The departure of several staff attorneys from the US Attorney's office in San Francisco will not hamper its ability to investigate stock options backdating cases, including one involving Apple CEO Steve Jobs, a spokesman said.

Several staff attorneys have left the office, but others have been assigned to take their places, according to spokesman Luke Macaulay. One of the most high profile companies being investigated is Apple, though Macaulay declined to confirm reports on Tuesday that Jobs was interviewed last week by federal prosecutors and officials of the US Securities and Exchange Commission (SEC). Apple did not respond to requests for comment.

Kevin Ryan, the head of the US Attorney's office for the Northern District of California, announced his resignation 16 January, which he said was for personal reasons. His replacement, who would be appointed by the US president, has not yet been named, Macaulay said. Assistant US Attorney Chris Steskal, a member of the Securities Fraud Section in the San Francisco office and a task force focused specifically on options backdating, is leaving to work at a private law firm. But another assistant US Attorney, Tim Crudo, has been added to the task force.

And although attorney Haywood Gilliam left his position as chief of the Securities Fraud Section late last year, attorney Elise Becker has been named acting chief, Macaulay said.

"Government offices typically go through transitions while ensuring stability of cases and investigations. US Attorney Ryan is taking care to ensure a smooth transition in the office's cases," Macaulay said, responding to news reports that the departures may hamper the US Attorney's Office's ability to prosecute cases.
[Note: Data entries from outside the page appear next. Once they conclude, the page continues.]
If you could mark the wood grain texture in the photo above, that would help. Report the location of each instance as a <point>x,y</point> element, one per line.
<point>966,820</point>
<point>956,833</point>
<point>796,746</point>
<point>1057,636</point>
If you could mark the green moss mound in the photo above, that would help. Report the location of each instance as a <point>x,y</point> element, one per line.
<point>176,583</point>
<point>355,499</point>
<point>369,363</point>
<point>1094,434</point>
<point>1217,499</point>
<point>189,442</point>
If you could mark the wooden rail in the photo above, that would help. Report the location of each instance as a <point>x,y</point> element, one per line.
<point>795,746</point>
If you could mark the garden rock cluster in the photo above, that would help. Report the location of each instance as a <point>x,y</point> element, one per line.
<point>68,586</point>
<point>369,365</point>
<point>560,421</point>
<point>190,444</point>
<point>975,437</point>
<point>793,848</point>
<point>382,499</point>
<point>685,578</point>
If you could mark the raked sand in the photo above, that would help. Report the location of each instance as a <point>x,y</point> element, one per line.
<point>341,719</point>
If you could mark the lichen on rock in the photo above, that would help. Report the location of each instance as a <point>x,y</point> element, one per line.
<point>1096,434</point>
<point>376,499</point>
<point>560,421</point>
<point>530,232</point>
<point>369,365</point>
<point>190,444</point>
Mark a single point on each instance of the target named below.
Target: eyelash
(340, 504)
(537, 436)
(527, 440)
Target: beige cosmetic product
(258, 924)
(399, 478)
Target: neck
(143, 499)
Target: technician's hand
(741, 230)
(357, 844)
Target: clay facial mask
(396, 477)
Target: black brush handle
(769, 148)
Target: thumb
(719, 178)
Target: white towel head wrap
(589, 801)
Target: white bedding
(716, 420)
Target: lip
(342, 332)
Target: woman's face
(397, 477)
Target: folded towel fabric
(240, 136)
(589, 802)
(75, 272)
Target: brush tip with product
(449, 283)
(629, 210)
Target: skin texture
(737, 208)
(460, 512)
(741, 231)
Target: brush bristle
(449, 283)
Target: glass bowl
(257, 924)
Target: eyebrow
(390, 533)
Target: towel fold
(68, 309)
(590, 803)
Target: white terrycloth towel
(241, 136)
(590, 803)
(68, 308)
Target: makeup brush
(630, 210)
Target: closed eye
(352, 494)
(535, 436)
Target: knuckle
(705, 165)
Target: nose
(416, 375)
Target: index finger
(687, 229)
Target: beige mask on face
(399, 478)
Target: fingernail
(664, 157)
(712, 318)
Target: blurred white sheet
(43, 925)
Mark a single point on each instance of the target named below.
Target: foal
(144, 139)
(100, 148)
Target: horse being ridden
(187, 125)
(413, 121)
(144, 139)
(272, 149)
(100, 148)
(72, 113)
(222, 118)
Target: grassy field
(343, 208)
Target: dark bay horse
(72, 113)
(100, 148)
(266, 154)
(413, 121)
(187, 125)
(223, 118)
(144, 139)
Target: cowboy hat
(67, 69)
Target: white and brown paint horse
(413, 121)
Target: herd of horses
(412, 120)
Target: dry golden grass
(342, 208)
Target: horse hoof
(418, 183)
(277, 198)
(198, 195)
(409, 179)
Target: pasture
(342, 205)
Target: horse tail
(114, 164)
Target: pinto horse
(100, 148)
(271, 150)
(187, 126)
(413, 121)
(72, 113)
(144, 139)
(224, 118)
Five attorneys and at least eight FBI agents in the San Francisco office form a task force investigating reports that officials of public companies violated federal rules on accounting for stock options granted to employees, he said.

The former CEO of Brocade Communications Systems, Gregory Reyes and Stephanie Jensen, its former vice president of human resources, are the first executives prosecuted in San Francisco on fraud charges related to alleged backdating. They are scheduled to go on trial later in 2007.